You'll see there that that each photon is emitted like a cone of light. If at some distance from the crystal we place a screen, we get on the screen two circles that intersect at two points. Let's label these points A and B. Now, if the two photons are of the same wavelength, and if we make holes in the screen exactly at A and B, through each hole exits one photon. But for the photon exiting A, we will not know if it is the signal, or it is the idler. What yes we know is that if the photon from A is the signal, than the photon from B is the idler, and vice-versa.

So we get the state

(1/sqrt(2)) (|$1_s$>|$1_i$> + |$1_i$>|$1_s$>),

where the subscript s means signal, and the subscript I means idler.
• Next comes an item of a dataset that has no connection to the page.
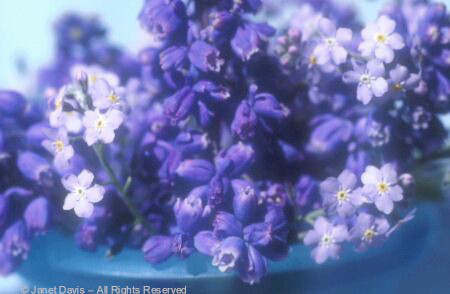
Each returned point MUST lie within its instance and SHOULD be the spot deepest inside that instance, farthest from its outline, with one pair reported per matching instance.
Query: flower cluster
(225, 135)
You have also to know that these photons are usually polarized, i.e. one of them is circularly right polarized ( |R> ), and the other circularly left polarized ( |L> ), in which case the state is

(1/sqrt(2)) (|L>|R> + |R>|L>).

About an arrangement to get a state as your second equality describes, the parametric down-conversion produces two photons. But, try to use beam-splitters on the ways of the two photons and see if you can get the desired combinations. It is known that if you bring on the each side of a beam splitter (BS) a photon, and the two photons are identical, they will both leave the BS on the same side.

Good Luck !

Answer 2

Here is a suggestion of how to produce the state in your second formula. Choose to make holes in a screen, NOT at the two points A and B of which I spoke in my first answer, but at two other points, e.g. on top of the upper cone, and on the bottom of the lower cone. Then, pass the upper beam through a beam splitter $BS_1$. Block the transmitted wave, let only the reflected one |$r_{upper}$>. The same with the lower beam, pass it through a beam-splitter, $BS_2$, and block the transmitted beam, leave only the reflected, |$r_{lower}$>. You get your desired second state, but I replace A and B in your formula by U (upper reflected beam) and L (lower reflected beam). Choosing beam-splitters with convenient absorption and transmission coefficients, you can control the parameters a, b, c, d.